Only the future knows. And Cyrus. He is divine, after all.
 
Your poor stability bar is looking worse for wear.

Hopefully Cyrus can keep it going. (Maybe inventing a bunny-shaped Baghdad battery could help with that)
 
Your poor stability bar is looking worse for wear.

Hopefully Cyrus can keep it going. (Maybe inventing a bunny-shaped Baghdad battery could help with that)

Yep, it's going down :( It's still at +8, but diminishing. But doesn't Persia get stability hits after the Classical age?
And I have no clue what a bunny-shaped Baghdad battery is, sorry :p Electricity in 500 AD?
 
Nice update. Particularly the spot when the barbarians started coming out of the Northern edge of the Empire was funny, if you will excuse me for saying so. :lol:
 
:goodjob: Cool! :goodjob:
 
Cyrus sighed. He was sitting in his thro - What, did you say throne room? No, this time he wasn’t in his throne room with his most important generals like he has been in the two previous chapters. Shame on you of thinking I’m repetitive! Actually, he was in the trophy room with his favourite War Elephant.He knew tough times were coming for the Petrollsian empire.
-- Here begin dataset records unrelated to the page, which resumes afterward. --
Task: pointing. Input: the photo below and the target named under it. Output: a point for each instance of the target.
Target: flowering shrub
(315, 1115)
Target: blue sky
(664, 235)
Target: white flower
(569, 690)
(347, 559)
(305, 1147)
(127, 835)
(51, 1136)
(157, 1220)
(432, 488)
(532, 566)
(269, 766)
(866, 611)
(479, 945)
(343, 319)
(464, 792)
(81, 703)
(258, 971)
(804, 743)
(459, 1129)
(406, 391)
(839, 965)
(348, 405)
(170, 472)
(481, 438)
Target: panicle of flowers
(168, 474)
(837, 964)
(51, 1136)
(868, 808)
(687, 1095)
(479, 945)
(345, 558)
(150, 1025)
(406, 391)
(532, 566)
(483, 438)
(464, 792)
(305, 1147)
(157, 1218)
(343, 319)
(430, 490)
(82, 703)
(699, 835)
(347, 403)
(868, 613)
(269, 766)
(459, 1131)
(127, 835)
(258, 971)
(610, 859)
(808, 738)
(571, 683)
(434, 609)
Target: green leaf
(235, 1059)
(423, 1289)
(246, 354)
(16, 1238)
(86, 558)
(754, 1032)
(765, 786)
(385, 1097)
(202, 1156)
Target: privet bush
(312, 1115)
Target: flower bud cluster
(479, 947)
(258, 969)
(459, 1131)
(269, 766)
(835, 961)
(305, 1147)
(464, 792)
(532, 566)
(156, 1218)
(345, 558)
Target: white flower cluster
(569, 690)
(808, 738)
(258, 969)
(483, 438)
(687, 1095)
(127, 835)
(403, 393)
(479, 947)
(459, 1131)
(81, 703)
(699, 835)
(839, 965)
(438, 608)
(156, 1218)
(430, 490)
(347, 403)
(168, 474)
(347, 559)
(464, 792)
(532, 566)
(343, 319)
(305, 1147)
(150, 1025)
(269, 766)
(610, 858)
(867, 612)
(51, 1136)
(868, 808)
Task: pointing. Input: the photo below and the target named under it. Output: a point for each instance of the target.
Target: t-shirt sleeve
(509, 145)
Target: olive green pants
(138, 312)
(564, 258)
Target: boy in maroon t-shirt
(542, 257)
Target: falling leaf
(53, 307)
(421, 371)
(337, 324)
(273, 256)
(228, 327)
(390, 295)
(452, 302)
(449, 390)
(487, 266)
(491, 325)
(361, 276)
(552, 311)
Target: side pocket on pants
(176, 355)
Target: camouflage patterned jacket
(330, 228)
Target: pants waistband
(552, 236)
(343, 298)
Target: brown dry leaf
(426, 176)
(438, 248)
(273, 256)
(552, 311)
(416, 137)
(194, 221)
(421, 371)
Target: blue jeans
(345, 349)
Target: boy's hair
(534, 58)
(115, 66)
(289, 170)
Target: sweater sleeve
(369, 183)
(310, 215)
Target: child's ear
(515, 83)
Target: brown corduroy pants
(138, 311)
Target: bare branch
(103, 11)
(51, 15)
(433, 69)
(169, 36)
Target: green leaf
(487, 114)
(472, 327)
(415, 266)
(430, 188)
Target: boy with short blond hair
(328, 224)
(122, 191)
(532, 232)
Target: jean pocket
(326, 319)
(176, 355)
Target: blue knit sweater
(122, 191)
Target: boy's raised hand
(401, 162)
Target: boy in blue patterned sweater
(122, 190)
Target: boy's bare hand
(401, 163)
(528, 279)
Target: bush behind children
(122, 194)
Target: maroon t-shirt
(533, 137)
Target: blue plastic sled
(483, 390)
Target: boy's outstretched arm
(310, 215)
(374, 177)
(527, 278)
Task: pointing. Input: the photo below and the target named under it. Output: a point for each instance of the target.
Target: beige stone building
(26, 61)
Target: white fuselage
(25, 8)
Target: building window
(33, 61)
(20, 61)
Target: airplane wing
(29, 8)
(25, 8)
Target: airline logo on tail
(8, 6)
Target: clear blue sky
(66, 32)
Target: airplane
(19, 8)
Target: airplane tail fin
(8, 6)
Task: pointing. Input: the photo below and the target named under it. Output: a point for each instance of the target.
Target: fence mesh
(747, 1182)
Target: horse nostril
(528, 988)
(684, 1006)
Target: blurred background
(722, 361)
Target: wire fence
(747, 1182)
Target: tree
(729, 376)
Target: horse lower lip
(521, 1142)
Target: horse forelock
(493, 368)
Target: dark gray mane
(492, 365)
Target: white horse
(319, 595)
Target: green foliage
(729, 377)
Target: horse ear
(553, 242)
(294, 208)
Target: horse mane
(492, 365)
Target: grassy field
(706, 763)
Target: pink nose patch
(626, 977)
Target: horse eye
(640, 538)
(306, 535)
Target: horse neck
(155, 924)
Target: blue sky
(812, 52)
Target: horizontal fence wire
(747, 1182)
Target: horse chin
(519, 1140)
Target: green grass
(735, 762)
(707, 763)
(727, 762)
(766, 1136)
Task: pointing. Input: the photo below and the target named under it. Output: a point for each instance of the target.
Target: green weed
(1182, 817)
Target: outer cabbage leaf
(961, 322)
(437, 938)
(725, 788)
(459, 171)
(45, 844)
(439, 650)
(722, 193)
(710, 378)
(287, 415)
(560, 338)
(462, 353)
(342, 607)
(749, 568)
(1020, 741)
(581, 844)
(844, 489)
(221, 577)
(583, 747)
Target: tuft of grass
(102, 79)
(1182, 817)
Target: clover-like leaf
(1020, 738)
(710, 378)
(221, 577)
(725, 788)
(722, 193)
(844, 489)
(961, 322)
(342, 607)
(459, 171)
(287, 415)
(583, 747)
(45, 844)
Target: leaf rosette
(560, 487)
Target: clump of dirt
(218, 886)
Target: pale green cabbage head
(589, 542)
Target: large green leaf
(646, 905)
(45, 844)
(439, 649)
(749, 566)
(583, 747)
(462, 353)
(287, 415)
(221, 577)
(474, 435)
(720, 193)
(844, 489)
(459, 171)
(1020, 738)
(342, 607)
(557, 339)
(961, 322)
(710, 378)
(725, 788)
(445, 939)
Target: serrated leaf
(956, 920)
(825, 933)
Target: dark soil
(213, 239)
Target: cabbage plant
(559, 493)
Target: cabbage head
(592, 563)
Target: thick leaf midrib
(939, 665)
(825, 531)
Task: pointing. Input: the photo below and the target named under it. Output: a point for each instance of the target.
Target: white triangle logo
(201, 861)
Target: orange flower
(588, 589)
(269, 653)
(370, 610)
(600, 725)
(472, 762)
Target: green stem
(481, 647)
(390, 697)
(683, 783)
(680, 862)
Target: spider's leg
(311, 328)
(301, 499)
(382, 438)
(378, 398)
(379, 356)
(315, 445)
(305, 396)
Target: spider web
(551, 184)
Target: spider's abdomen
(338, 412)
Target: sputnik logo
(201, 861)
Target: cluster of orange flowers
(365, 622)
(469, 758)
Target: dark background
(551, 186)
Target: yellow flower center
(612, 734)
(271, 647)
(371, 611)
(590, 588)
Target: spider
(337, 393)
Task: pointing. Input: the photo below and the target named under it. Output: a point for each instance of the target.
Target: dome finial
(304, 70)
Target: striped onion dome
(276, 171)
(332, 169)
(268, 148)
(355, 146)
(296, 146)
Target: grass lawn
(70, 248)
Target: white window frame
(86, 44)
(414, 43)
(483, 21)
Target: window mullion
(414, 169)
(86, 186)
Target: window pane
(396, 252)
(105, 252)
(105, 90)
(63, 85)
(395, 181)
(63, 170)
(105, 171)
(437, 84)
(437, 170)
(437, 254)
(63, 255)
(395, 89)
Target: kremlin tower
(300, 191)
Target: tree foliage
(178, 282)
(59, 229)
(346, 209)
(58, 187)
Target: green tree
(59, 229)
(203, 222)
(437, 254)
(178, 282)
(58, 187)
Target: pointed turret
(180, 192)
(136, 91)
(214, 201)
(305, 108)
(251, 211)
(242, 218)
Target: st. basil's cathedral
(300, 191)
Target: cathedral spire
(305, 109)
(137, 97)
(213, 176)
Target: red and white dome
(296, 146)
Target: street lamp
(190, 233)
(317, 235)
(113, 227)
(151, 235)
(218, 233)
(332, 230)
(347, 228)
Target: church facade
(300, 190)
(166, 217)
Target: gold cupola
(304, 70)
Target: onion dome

At the moment, no one could contest him, with Rome crumbling, China a distant backwater and Japan an isolated island. But that would change. News was heard from the south, Arabia. The tribes were uniting. Right now, they were just settling down in small city states, but it was a dangerous situation: a real empire could rise, and the citizens of the Levant had sympathy for them. In fact, they might even rebel and join this new world power.
And without doubt, Europe would be a different place in five hundred years from now. With Rome gone, civilization would languish for a small amount of time, but after that it would rise, and rise fast. But new civilizations meant new cities, and new opportunities to raze them!
Meanwhile China was hit by a plague, reducing their cities to smaller cities. Cyrus did not care, surely his Petrollsians were immune to this disease.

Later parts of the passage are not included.